Tu me dis que je suis journaliste et que devrais être une experte en communication! Je commence à perdre espoir en la capacité des journalistes et des écrivains à poser les bonnes questions et à donner des semblants de réponses lorsqu'il s'agit de leurs vies.
Pas plus tard qu'il y a deux minutes, je racroche avec un certain nounours, nullard de chez nullard en communication humaine. Si si, je le dis et je le répète. C'est fou. J'ai une intuition qui ne trompe pas. Je suis allongée sur mon lit et je flaire quelque chose. Je n'arrive pas à me concentrer. Je branche mon micro et je le skype. Plusieurs fois, jusqu'à ce qu'il réponde."Kayen chi oula ghir lferchi?"

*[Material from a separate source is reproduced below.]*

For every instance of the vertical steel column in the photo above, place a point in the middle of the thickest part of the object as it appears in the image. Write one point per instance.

- "Tonne dial lferchi", me répond-t-il.
Et rien. Conversation creuse sur l'émission, sur la vie, mots pour dire sans rien dire.
Je reste sur ma faim. Je racroche. Je réfléchis. J'appele K., autre pilier de notre quator de voix de casseroles d'un paysage médiatique boiteux, à qui je n'ai pas parlé probablement depuis Août. Ce n'est pas lui qui répond mais son ami L. Je lui demande où il est, il me répond qu'il n'est pas disponible pour le moment. J'insiste. Il le cherche. Il le trouve. K. est au bout du fil et me dit: "Najlae, ce n'est pas possible, ce n'est pas possible". Alors, out of nowhere, je lui lance: "tu te maries?". Il me répond: "je suis entrain!"
Il y a du bruit, on s'entend à peine. Il cherche un endroit calme, loin des adouls. "J'allais t'appeler mais je n'avais pas ton numéro". Je sourie. "Le nounours le savait pourtant, je lui ai dit". "Ouais, ouais", je réponds.
Et je voudrais tellement y être, maintenant, là-bas, à voir sa face d'imbécile heureux que j'adore tant. Merde je réalise. J'ai raté leurs mariages à tous les quatre.
Je félicite, je congratule, je me sens mal, je suis heureuse pour lui, mot creux qui veut rien dire. C'est con que je me sente comme ça. C'est comme ça.
Et je vais loin dans mes ptites réflexions à la noix de coco sur la vie. En tous cas, les journalistes, c'est une race de merde. N'est-ce pas nounours?